Saya rasa, makin lama, makin jarang anak kecil yang berbahasa daerah.
Ini memang masih analisa dangkal saya saja, yang hanya membandingkan dari anak-anak kecil di Bandung di lingkungan rumah saya. Sepupu-sepupu saya, bersama pasangannya, semua berbahasa Sunda, tapi kepada anak-anaknya, mereka tak berbicara bahasa Sunda. Padahal, katanya, yang penting itu kan bahasa ibu. Kalau pasangannya terdiri dari dua suku yang berbeda dan mereka tak mengajak bicara daerah ke anaknya sih, ya masih bisa dimaklumi. Ini mah, di rumah, orangtuanya berbahasa Sunda, tapi anak-anaknya diajak bicara bahasa Indonesia.

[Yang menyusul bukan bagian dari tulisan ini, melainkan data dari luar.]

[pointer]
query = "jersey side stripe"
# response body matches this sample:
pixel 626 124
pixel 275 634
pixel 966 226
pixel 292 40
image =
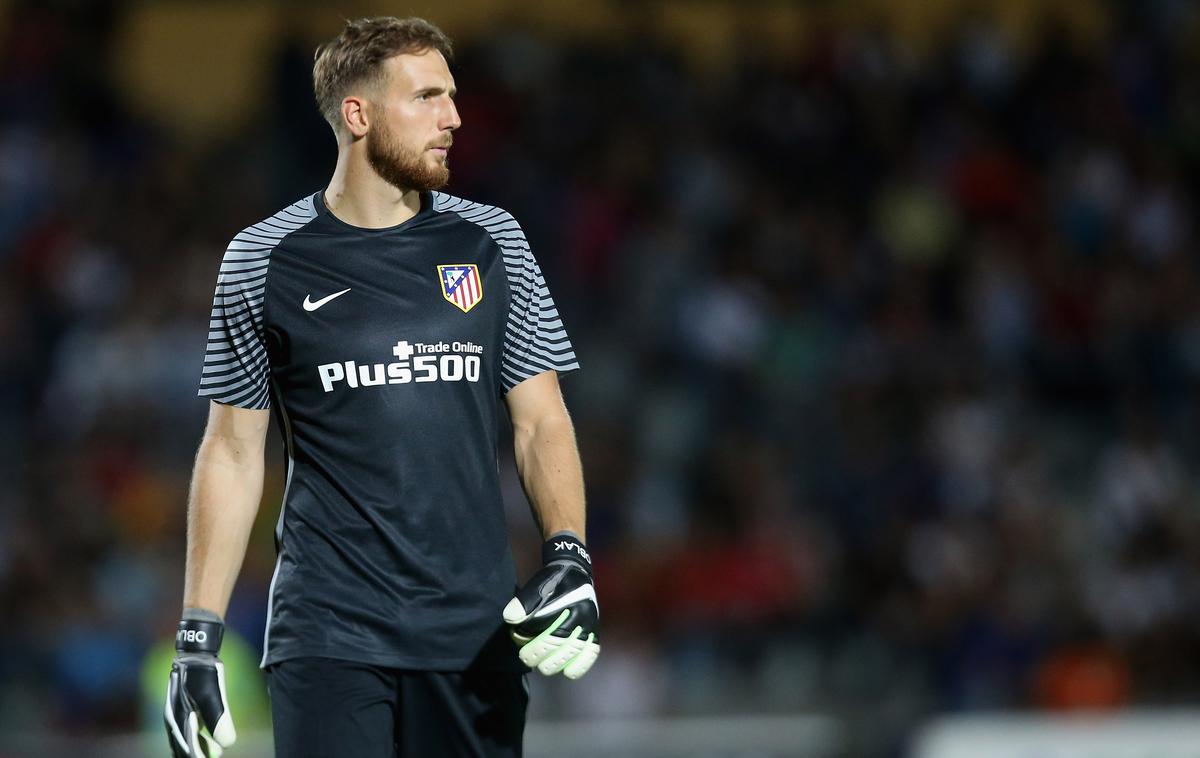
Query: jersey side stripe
pixel 235 366
pixel 534 337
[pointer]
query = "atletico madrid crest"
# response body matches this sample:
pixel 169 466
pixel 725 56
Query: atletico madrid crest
pixel 461 284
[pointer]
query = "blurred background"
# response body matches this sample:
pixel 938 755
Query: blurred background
pixel 888 313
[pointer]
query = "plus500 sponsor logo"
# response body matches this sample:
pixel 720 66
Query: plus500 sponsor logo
pixel 419 362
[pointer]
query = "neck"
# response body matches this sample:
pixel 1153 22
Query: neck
pixel 358 196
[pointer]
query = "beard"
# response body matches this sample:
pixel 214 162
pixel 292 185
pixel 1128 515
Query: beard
pixel 401 166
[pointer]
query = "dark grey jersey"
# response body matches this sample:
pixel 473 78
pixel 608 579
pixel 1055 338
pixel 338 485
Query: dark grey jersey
pixel 384 354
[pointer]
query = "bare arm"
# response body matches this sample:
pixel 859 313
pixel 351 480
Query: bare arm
pixel 227 486
pixel 547 457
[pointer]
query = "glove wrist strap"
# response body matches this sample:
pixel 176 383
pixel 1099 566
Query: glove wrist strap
pixel 198 636
pixel 565 546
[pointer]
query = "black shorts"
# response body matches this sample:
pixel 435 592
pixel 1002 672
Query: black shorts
pixel 323 708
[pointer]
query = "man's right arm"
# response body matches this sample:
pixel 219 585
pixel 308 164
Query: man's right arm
pixel 227 486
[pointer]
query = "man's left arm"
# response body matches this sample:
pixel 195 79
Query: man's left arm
pixel 555 615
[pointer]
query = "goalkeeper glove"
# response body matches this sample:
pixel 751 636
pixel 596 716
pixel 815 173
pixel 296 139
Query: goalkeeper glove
pixel 196 692
pixel 555 617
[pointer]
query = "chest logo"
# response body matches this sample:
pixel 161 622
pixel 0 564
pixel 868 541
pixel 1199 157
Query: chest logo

Pernah saya tanya ke mereka, alasannya: bahasa Sunda mah bisa belajar di pergaulan. Kalau semua orangtua berpikir sama, maka anak-anak kecil di Bandung, yang nota bene tanah Sunda, malah akhirnya tak berbicara bahasa Sunda. Saya tak bicara bahasa Sunda kepada anak, karena Tetta, istri saya memang bukan orang Sunda, dan dia tak bisa bicara bahasa daerah, meskipun ibunya fasih berbahasa Padang, dan bapaknya fasih berbahasa Jawa. Yah maklum, lahir dan besar di Jakarta.
Tak usah bicara Jakarta lah. Di Jakarta, meskipun tanah Betawi, tapi itu tak bisa dibilang bahasa daerah kan. Soalnya, tak ada pelajaran bahasa Betawi di sekolah-sekolah. Iya kan? Maaf loh, kalau saya salah. Tapi harusnya, kalau bahasa Betawi diakui sebagai bahasa daerah, masuk kurikulum seperti di daerah lain. Atau mungkin karena bahasa Betawi mirip dengan bahasa Indonesia ya, cuma dialeknya yang berbeda, jadi tak dianggap perlu dimasukkan ke dalam pelajaran bahasa daerah.
Eh iya, masih ada nggak ya? Pelajaran bahasa daerah di sekolah? Yah meskipun itu tak membuat mereka yang tak bisa berbahasa daerah jadi fasih berbahasa daerah, setidaknya ada usaha melestarikan lah.
Saya jadi ingat teman saya, Zaidan dan istrinya Viky. Mereka berbicara bahasa Sunda kepada anaknya. Dan yang hebatnya, Sunda halus. Saya saja sudah agak lupa bahasa Sunda halus. Padahal, waktu kecil, bicara Sunda halus di rumah, tapi gara-gara tinggal di Narogong, Kecamatan Cileungsi dan teman-teman main saya bicara Sunda kasar, saya malah ditertawakan teman-teman ketika bicara Sunda halus. Saya rasa, di Bandung pun, sudah jarang, orangtua seperti Zaidan dan Viky. Rasanya lebih banyak orangtua yang lebih peduli anaknya fasih berbahasa Inggris ketimbang bahasa daerah.
Di Jakarta, saya malah belum pernah mendengar anak kecil bicara bahasa daerah. Lebih banyak anak kecil was wes wos speaking English fluently.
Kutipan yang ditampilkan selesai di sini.